The Saudi-led coalition waging war on Yemen has threatened to use “force” to push the country’s Houthi Ansarullah movement to withdraw from the Yemeni Red Sea port city of Hudaydah under a UN-brokered ceasefire in the flashpoint area.
The United Arab Emirates’ Minister of State for Foreign Affairs Anwar Gargash, whose country is Saudi Arabia’s main ally in the war, tweeted on Wednesday that the coalition had targeted 10 Houthi training camps outside Hudaydah Province on Wednesday.
He said the coalition was “prepared to use more calibrated force” against Houthis to make them abide by a UN-sponsored peace agreement in Sweden last month.
Representatives from the Houthi Ansarullah movement and the Riyadh-sponsored government of ex-president, Abd Rabbuh Mansur Hadi, reached the truce deal during UN-mediated peace talks in Sweden in December 2018.

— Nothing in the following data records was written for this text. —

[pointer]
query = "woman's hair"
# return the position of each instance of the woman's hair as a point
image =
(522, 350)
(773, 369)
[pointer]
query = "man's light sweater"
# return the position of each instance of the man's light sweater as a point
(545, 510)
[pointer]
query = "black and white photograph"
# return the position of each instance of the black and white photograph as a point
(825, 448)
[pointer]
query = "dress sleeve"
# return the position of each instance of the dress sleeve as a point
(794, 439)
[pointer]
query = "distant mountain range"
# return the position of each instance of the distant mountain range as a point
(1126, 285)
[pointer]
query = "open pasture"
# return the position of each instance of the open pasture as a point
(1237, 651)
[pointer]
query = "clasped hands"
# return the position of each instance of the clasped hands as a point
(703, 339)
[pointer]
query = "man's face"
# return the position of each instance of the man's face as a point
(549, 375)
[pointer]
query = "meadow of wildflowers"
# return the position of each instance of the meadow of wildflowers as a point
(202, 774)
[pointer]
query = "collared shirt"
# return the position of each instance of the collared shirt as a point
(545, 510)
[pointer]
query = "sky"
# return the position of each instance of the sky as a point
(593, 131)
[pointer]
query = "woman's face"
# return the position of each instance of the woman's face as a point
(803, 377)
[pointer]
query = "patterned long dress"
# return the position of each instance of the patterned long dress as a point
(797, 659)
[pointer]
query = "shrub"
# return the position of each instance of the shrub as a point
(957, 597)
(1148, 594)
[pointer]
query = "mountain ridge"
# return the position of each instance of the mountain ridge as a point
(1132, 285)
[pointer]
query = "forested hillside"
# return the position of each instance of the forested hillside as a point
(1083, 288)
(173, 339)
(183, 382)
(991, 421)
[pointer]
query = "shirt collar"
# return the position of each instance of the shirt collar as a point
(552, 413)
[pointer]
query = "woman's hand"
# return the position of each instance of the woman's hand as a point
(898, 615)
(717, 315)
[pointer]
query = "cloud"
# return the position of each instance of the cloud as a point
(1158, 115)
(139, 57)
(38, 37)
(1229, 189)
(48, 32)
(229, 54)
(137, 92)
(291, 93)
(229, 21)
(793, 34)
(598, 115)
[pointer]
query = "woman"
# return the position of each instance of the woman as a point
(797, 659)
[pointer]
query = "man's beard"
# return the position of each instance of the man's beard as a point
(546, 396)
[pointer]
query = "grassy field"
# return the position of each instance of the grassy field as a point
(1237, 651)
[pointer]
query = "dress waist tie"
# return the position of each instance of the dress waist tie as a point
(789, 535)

Under the deal, they agreed to the withdrawal of their troops and the deployment of UN monitors to the port city, which serves as a critical entry point for food and humanitarian aid.
However, the Houthis – who control Hudaydah — have repeatedly complained that the Saudi-led coalition has been violating the ceasefire.
Gargash’s aggressive remarks run contrary to those by the UN’s special envoy for Yemen Martin Griffiths on the delay in the withdrawal of the parties from Hudaydah under the terms of the Sweden deal.
The office of UN envoy for Yemen said he hoped that the move would give rise to a “rapid implementation of the prisoner exchange agreement” reached as part of the Hudaydah truce deal.
The two warring sides agreed to exchange 15,000 detainees and have submitted lists of prisoners’ names to UN mediators.
The ICRC, which is overseeing the prisoner exchange process between the warring sides, confirmed it had flown seven Yemenis to Sana’a.
The Saudi move came days after Ansarullah freed a Saudi soldier “on compassionate grounds.”
Yemen’s Arabic-language al-Masirah television network named the Saudi soldier as Mussa al-Awaji, and said he had been released “without conditions, as a humanitarian gesture.”
Mirella Hodeib, ICRC’s spokeswoman in Sana’a, described the prisoner exchanges this week as “a step in the right direction,” expressing hope that the warring parties would “put in place the agreement on definitive lists to start the exchange operation on a larger scale.”
Saudi Arabia and a number of its regional allies launched a devastating military campaign against Yemen in March 2015, with the aim of bringing the former Saudi-sponsored government back to power.
According to a new report by the Armed Conflict Location and Event Data Project (ACLED), a nonprofit conflict-research organization, the Saudi-led war has so far claimed the lives of around 56,000 Yemenis.
The Saudi-led war has also taken a heavy toll on the country’s infrastructure, destroying hospitals, schools, and factories. The UN has already said that a record 22.2 million Yemenis are in dire need of food, including 8.4 million threatened by severe hunger.